I’ve been thinking about the way our children are measured throughout the years, and how it would look if we did something similar for adults.
Picture Sophie, a social media specialist for a big company. Sophie’s job is to create content and build community, and she was hired because she’s got an eye for design, takes nice photos, writes great captions, and communicates well with people online. It’s her dream role, and a month in she’s making a big impact.
But one Monday an email hits her inbox:
“Sophie – this note is to let you know that next week you’ll sit through a series of tests specific to other roles in the company. Here’s the schedule:
Wednesday: Revenue modelling in spreadsheets
Thursday: Live phone support with difficult customers
Friday: Front end coding
Reading material to help you prepare is attached.”
Sophie doesn’t want to be a CFO, has no plans to join the customer support team, and has never had the slightest interest in coding. Why is she being tested against any of that?

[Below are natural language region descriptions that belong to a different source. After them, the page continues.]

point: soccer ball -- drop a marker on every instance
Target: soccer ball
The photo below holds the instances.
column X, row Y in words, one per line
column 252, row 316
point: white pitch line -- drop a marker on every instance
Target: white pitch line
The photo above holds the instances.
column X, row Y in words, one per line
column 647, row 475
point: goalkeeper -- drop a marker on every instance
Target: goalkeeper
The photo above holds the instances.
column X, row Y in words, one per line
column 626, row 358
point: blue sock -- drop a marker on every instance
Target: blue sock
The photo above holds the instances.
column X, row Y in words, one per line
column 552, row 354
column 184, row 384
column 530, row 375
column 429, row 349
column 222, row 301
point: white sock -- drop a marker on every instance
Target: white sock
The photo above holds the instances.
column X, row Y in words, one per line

She does her best, and two weeks later the results are in:
“Sophie – you did ok on the phone support test (though you were a little awkward, please work on your tone), but you’re well off the pace in spreadsheeting and coding. A reminder that tests in these areas will continue for the next 10 years, please spend more time preparing in future (extra workshops are available). C+, C-, D.”
If I put myself in Sophie’s shoes a few things would happen:
The positivity I’d been feeling about any successes would quickly erode.
Disinterest in those other areas would become resentment.
Despite that resentment, I’d spend less time on the things I’m passionate about and more on preventing poor results in areas I have no interest.
It would be a stressful, unproductive mess.
No one would accept this kind of benchmarking in the professional world, and the impact on focus, performance, satisfaction and mental health if we tried is obvious.
We need to dial back the testing our children are facing, and we need to do it now.